Ever since Donald Trump swept into power with the help of some people from Wisconsin and West Virginia, there has been a grand national obsession with the political implications of the “white working class.” On a strictly rational basis, this doesn’t make a lot of sense. “Working class” in this context is used as a proxy for “lower-income people with jobs.” In fact, lower income Americans voted strongly in favor of Hillary Clinton. The two factors that correlated most strongly with voting for Trump were being white and having low levels of formal education. It would make more sense for the post-election fascination to have been with “ignorant white people.” Or—to more accurately capture the full demographic range of Trump voters—“racists.”

Perhaps the “white working class” focus is the result of a genuine newfound concern with the working class of America? That thesis is suspect as well. Concern for the working class is rooted, first and foremost, in concern about the deprivations suffered by everyone whose labor does not afford them the ability to thrive in our society. Lack of affordable health care, lack of affordable housing, lack of quality education, lack of political power, the impossibility of building wealth due to persistent low wages, vulnerability to all forms of exploitation—these are the problems of the working class. These are the issues that any political leader who wants to help the working class must face. And, if we are going to divide the working class into demographic subgroups, which group is most in need of help with these problems?

The black working class.

In America, black people have higher unemployment, lower incomes, worse health care, and far, far less wealth than any other racial group in this country. White people are actually the most well-off portion of the working class, and of every other class. It is inconceivable that ostentatious concern for the “white working class” could be motivated by a genuine desire to help solve the problems of all working class people. If the motivation was a simple desire to help the working class, everyone would say that we must pay attention to the working class. If the motivation was to help the neediest and most left-behind portion of the working class, everyone would say that we must help the black working class. To make a point of saying that we must help the “white working class” is to actively exclude the neediest segment of the working class from the conversation.
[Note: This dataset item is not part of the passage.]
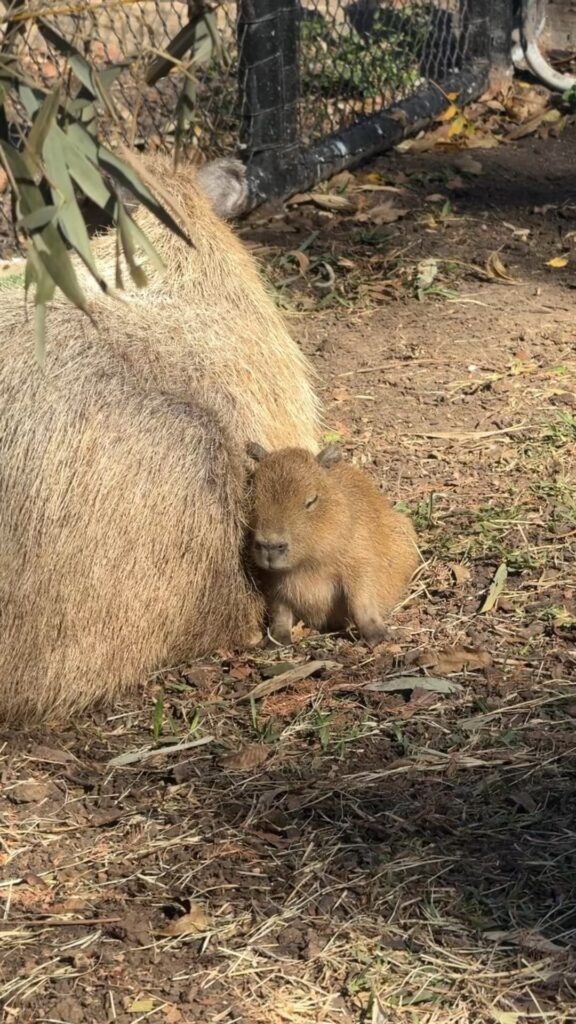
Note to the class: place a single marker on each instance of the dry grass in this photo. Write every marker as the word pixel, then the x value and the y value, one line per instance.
pixel 340 854
pixel 378 860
In America, it is always safe to assume that this sort of thing is motivated by racism. It may be subconscious racism, but it is racism nonetheless. And racism has always been a reliable vote-getting strategy for the right wing.

It is not shocking that the Republican party would appeal to racism in order to attract voters. The Republican party has been doing that successfully for decades. It is more notable that the supposedly nonpartisan, intellectual, just-the-facts political class—the political analysts and the political press—would happily tout the “white working class” as the key to Republican victory in coming elections with absolutely no self-awareness of what that term really entails. In the months after the election, major news outlets rushed to reveal the mysteries of the White Working Class—a project that is not inherently bad, so long as it is but one part of a much greater project to reveal the mysteries of everyone who has been victimized by four decades of wage stagnation and the decline of economic mobility. Any casual reader of the news can tell you the narrative was not so balanced. The “white working class” has become such an accepted totem of our political landscape that the shaky basis of the term is scarcely questioned. In a recent New York Times op-ed, Geoffrey Kabaservice proposes a “Republican New Deal” strategy of public investment designed to help those in “the ‘left-behind’ rural and nonurban areas that overwhelmingly vote Republican.”
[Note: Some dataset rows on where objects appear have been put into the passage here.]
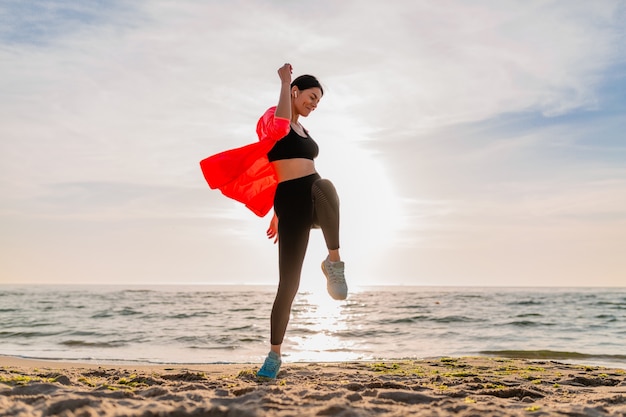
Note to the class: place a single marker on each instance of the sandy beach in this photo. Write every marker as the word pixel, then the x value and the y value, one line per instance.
pixel 466 386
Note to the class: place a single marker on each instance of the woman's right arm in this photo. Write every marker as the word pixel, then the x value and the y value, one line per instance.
pixel 283 109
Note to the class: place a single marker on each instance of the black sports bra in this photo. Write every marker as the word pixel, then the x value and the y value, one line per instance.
pixel 294 146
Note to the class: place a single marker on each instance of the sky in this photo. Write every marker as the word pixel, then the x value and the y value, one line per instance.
pixel 472 143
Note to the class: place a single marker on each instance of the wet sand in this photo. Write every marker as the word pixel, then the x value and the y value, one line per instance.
pixel 466 386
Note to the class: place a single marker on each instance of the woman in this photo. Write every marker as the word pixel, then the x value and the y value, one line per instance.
pixel 280 167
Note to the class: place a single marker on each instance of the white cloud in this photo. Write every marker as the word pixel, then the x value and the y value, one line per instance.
pixel 109 115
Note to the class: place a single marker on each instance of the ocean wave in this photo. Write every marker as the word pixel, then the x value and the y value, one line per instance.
pixel 83 343
pixel 552 354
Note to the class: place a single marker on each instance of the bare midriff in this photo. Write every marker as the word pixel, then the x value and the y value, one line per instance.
pixel 290 169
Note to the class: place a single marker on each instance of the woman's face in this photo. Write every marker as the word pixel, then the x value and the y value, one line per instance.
pixel 305 101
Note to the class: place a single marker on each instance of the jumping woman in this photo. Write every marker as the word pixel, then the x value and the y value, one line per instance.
pixel 279 170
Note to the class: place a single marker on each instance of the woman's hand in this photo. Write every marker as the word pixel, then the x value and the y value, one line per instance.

“The Republican Party… has become the party of the white working class,” he writes, “but it has done next to nothing to address the terrible problems that disproportionately affect that class.”

As policy goes, there is nothing especially wrong with this idea. It would certainly be an improvement on existing Republican policy. But it is a mistake not to take note of the profoundly cynical reasoning behind it. The problems that this proposal seeks to address have been around forever. They have always, and still do, disproportionately hurt minority people. But now that the evolution of sociopolitical trends and voting patterns has produced a situation in which it might be politically advantageous for Republicans to campaign on these issues, it is suddenly time for a “New Deal”—predicated, of course, on the problems faced by whites. The fact that this is not explicitly presented as an insight into how racial inequality is perpetuated is the problem.

In any case, the New Deal is not a bad comparison. The first time around, the New Deal was a major boon for the working class—but the price of passing it was selling out black people. It’s been nearly a century now. We should be able to do better this time around.